The fallout from Sunday’s West Tyres Mayo Stages Rally has left the Irish rallying community divided, with the decision-making process during the final loop becoming a hot topic for debate.

Kevin Shields photo shows what the conditions were like
In the eye of the storm is Josh Moffett, whose raw, emotionally charged comments at the end of Stage 8 have gone viral.
For a driver of Moffett’s professional stature, a man I have interviewed dozens of times without ever hearing him lose his cool, the use of expletives and his visible frustration signalled that something was fundamentally wrong in the cockpit.
The argument for pulling the pin at the midday service is a strong one.
By the time the cars reached Westport Quay, the weather had turned the lanes into rivers.
The consensus among the top 30 was almost unanimous: the rally should have been halted after Stage 6. Reports of “speedboats instead of rally cars” were common, and when a co-driver of Keith Moriarty’s immense experience describes conditions as the worst he has ever seen, the sport must listen.
We have been reminded too often lately, following tragedies in Clare and Killarney, that this is a sport where everyone needs to be able to go home on Sunday night.
When the crews arrived at the start of Stage 8, many were vocal about their reluctance to enter the test.
There is a strong case to be made that at that point, the organisers should have deferred to the collective experience of the frontline drivers. The fact that Declan Boyle went off the road less than five cars into that very stage, triggering a red flag, provides immediate evidence that the drivers’ fears were well-founded.
Furthermore, the interruption of Stage 8 skewed the results. Moffett, who had been quicker than Matthew Boyle all day, was penalised by the stage interruption rule, with the Donegal man benefiting from the time of Eddie Doherty, the last car through at speed.
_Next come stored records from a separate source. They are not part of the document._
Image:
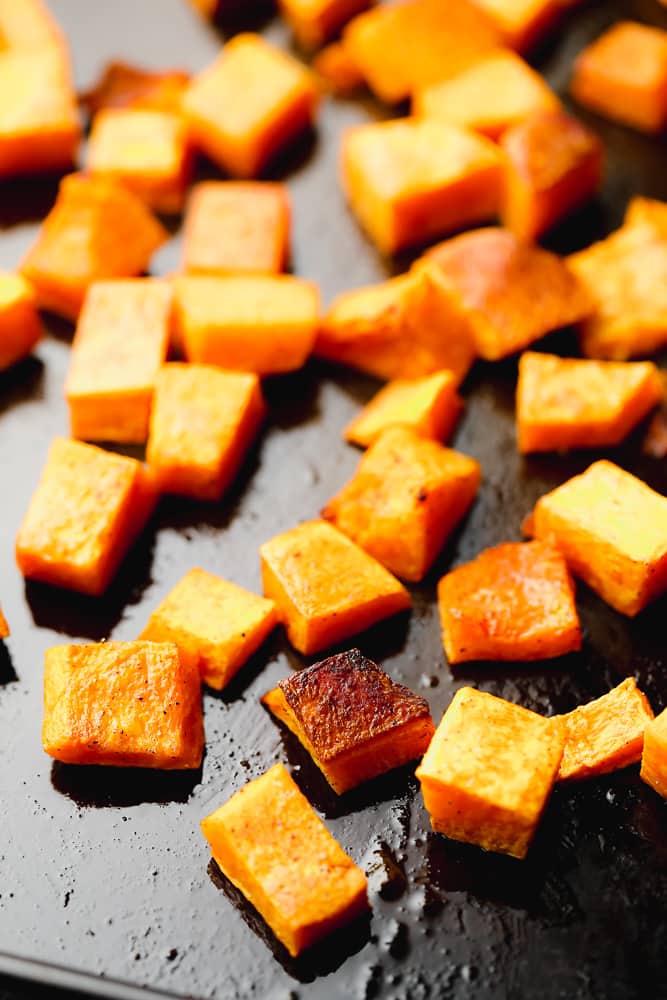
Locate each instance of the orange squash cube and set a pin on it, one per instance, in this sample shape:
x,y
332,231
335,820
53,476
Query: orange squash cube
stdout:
x,y
612,530
622,75
96,229
257,323
20,327
411,180
489,771
146,150
606,734
214,623
250,104
270,843
120,344
325,587
429,406
513,293
564,403
353,720
491,95
554,165
124,704
405,499
236,227
202,423
513,602
87,510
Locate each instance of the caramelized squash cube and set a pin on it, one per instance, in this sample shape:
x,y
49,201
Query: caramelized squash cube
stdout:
x,y
489,771
270,843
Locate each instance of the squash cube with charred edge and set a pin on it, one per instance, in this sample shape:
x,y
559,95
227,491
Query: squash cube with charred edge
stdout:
x,y
124,704
612,530
202,423
120,344
513,293
87,510
96,229
270,843
489,771
513,602
405,499
325,587
214,623
606,734
249,104
564,403
353,720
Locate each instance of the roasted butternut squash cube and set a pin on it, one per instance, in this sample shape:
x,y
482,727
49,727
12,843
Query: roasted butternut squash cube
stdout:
x,y
353,720
513,293
88,508
270,843
256,323
429,406
513,602
20,327
402,46
96,229
146,150
564,403
325,587
489,771
411,180
405,499
249,104
623,76
612,530
553,166
237,227
214,623
120,344
606,734
491,95
202,423
125,704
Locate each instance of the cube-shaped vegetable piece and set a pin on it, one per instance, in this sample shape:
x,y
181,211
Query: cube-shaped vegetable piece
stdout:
x,y
270,843
606,734
120,344
623,75
214,623
325,587
406,327
430,406
488,97
402,46
353,720
612,529
255,323
87,510
146,150
564,403
236,226
96,229
513,602
489,770
202,423
411,180
250,104
405,499
554,165
513,293
20,326
125,704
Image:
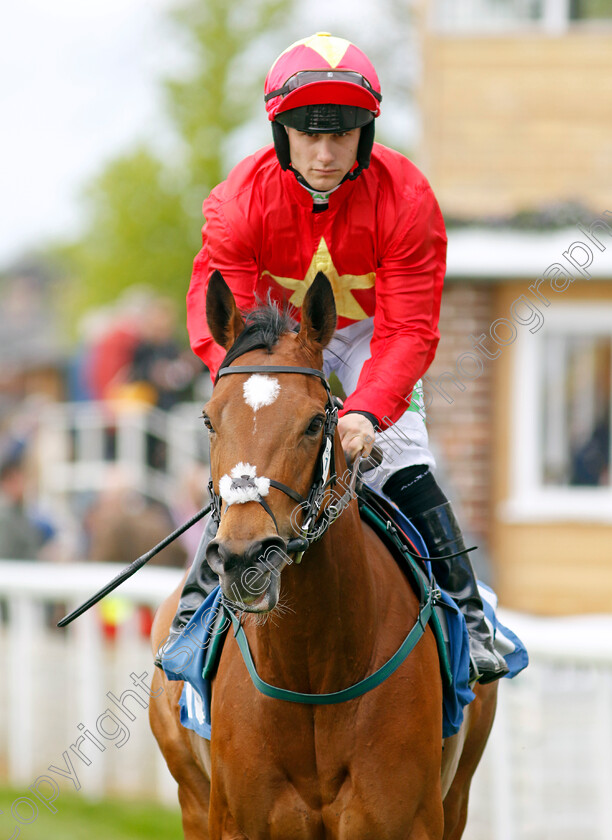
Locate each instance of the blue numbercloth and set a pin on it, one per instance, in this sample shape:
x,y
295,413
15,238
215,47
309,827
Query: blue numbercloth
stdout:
x,y
186,658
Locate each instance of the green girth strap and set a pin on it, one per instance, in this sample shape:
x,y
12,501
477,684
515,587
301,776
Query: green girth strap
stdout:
x,y
352,691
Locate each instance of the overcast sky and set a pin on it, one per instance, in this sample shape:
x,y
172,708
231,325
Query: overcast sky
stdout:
x,y
79,84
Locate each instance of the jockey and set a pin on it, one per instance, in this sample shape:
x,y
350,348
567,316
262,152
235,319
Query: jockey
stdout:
x,y
326,198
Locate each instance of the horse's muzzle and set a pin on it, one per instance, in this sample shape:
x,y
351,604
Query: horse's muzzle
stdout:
x,y
249,573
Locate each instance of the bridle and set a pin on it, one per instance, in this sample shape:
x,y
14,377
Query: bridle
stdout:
x,y
316,521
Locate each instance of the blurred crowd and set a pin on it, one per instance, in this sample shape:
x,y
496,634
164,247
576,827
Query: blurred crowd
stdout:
x,y
131,356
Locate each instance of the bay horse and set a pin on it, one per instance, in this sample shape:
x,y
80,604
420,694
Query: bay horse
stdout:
x,y
373,767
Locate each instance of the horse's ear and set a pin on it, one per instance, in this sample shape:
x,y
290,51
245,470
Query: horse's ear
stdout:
x,y
224,320
318,312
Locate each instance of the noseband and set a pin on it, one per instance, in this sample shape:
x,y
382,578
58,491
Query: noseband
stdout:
x,y
316,522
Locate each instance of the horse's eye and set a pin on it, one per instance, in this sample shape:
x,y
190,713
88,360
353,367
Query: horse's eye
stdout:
x,y
316,424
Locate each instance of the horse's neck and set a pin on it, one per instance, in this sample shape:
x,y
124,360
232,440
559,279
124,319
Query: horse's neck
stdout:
x,y
327,626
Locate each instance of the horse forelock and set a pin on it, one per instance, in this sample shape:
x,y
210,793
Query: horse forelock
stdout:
x,y
265,325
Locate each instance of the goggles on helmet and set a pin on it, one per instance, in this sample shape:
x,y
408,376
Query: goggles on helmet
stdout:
x,y
325,119
307,77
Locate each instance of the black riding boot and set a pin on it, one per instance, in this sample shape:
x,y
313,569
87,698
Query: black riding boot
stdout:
x,y
200,582
442,535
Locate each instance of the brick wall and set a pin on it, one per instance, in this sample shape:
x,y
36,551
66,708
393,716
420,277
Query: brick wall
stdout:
x,y
461,430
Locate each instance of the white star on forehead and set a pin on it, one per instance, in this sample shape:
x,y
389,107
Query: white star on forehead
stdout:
x,y
260,390
242,485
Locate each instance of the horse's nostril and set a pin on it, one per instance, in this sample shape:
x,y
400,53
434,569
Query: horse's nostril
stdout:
x,y
223,557
261,551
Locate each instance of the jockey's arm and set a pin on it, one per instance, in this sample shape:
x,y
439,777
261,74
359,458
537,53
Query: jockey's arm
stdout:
x,y
409,282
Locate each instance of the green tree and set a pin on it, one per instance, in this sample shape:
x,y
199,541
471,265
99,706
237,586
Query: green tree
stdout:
x,y
144,214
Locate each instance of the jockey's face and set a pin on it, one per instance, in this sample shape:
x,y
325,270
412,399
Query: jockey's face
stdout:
x,y
323,159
It created a situation where the sporting integrity of the podium was compromised by the very conditions the drivers had warned about.
However, there is an equally valid counter-argument that strikes at the heart of what rallying is.
It is, by definition, a challenge against the elements. Drivers are expected to adapt to the conditions provided.
While Moffett and others felt the risk was too high, they remained masters of their own destiny.
Daniel Cronin and Cal McCarthy proved this by making the individual decision to withdraw at the service halt to save their machinery for West Cork. They didn’t wait for a collective decision; they took responsibility for their own safety and equipment.
The difficulty for a Clerk of the Course is that they must manage an entry of 120 cars, not just the top five.
While a high-powered Rally2 car is a handful in standing water, the lower-powered cars at the back of the field, such as the Dacia runners, might have found the conditions perfectly manageable at lower speeds.
By the time the rally was curtailed, many in the lower classes were denied the mileage they had paid for. That sparks a separate debate on returned entry fees and championship scoring.
The top seeds, while influential, cannot be the sole arbiters of whether a rally proceeds; that responsibility rests with the officials who must consider every competitor on the list.
Ultimately, there are no easy answers.
The organisers were caught between the duty of care to the crews and the obligation to run an event for the entire field.